Turkey’s president Recep Tayyip Erdoğan has once more managed to fight through to victory. With a landslide in Sunday’s elections, he now impose his will more resolutely than ever before, making certain that the ruling Justice and Development party (AKP) extends its writ over the country another four years. He gambled, crossed many lines, and won. He has now the half of the national vote on his side to argue for legitimacy and perhaps even as carte blanche to extend his rule into autocracy. This was a result that a very few had predicted. Most pollsters had tipped the AKP gaining around 44% of the vote, short of being able to form a government on its own. So for the AKP to come away with the scale of the victory it was a shock. The other conundrum was whether the pro-Kurdish Peoples’ Democracy party (HDP) would fall below the critical 10% threshold (to enter parliament). It managed to score above that the relief of many who had been concerned that the Kurdish movement out of parliament would destabilise Turkey further.

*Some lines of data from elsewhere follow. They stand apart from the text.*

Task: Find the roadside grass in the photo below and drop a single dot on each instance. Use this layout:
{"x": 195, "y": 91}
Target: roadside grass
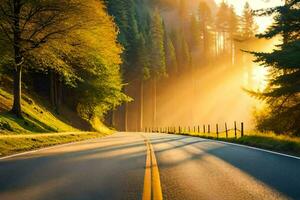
{"x": 269, "y": 141}
{"x": 12, "y": 144}
{"x": 37, "y": 119}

How to explain AKP’s victory? The AKP invested intensely in portraying itself as the main political force waging war against what many see as the Turkey’s number one enemy: the pro-Kurdish PKK.
Erdoğan played on the sharp divisions between the three opposition parties, all entrenched in identity politics. He skillfully steered talks aiming to build a coalition after June’s parliamentary election into a dead end, while also declaring war on the PKK. Supporters of the ultra-nationalist MHP, whose leader Devlet Bahçeli was declared as “Mr No” because of his rejection of any offer of a coalition, turned to the AKP, losing the party six percentage points in support.